The index read 55.5 last month, the highest level since April 2011 and up slightly from the 55.2 it recorded in December last year, reflecting an overall improvement of operating conditions, the monthly report showed.
“This is a strong start to 2014, with the growth momentum in output and new orders staying at their recent elevated levels,” HSBC Asia economist John Zhu (朱日平) said in the report.
The index aims to gauge the health of the manufacturing sector, with a score above 50 indicating expansion and any value below that threshold suggesting contraction.
Further growth in output and new orders underpinned the pickup in operating conditions, Zhu said, adding that new orders in particular had continued to rise at as sharp pace as they did in December. Stronger client demand at home and abroad boosted new business, while higher demand in turn indicated that companies are building inventory in anticipation of a sustained recovery, the economist said.

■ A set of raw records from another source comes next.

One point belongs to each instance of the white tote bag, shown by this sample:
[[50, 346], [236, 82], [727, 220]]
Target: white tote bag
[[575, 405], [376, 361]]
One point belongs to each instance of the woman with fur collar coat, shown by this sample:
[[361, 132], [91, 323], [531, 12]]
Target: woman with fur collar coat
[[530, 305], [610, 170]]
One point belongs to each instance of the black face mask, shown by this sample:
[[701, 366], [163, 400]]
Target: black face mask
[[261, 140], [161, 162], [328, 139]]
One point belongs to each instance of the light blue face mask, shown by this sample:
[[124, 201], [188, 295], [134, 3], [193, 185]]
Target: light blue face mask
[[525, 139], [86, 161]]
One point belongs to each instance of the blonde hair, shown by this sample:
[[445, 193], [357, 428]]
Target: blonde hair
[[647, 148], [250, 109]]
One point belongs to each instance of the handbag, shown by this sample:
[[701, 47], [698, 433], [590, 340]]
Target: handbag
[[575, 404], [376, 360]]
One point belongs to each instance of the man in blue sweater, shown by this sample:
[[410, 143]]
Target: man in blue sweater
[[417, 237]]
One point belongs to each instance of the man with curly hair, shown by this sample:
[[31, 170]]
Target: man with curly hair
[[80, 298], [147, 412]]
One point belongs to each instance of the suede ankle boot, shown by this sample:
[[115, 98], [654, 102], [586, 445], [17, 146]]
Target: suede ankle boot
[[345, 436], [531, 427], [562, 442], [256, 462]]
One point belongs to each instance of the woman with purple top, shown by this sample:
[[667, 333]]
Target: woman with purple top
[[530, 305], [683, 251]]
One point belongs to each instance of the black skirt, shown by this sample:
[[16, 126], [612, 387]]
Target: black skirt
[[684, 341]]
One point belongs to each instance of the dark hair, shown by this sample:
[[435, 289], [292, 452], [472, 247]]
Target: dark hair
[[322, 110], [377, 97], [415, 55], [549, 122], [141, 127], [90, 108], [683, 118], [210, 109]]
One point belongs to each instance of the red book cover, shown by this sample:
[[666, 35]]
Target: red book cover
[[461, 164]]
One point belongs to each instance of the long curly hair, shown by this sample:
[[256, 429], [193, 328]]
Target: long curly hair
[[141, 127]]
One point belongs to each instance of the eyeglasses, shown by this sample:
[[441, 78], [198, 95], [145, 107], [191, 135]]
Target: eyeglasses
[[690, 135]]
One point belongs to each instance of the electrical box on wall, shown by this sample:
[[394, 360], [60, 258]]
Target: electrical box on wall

Various international institutes expect global GDP to expand at a faster pace this year compared with last year, which would bode well for Taiwan’s export-oriented economy.
As a consequence of this, local manufacturers increased their purchasing activity for the fifth successive month last month, the report said. The rate of growth was steep, even though it has eased slightly from a month earlier, the report said.
Greater demand for inputs led to a further increase in suppliers’ average delivery times, with the rate at which times were lengthened similar to that recorded in December, the report showed.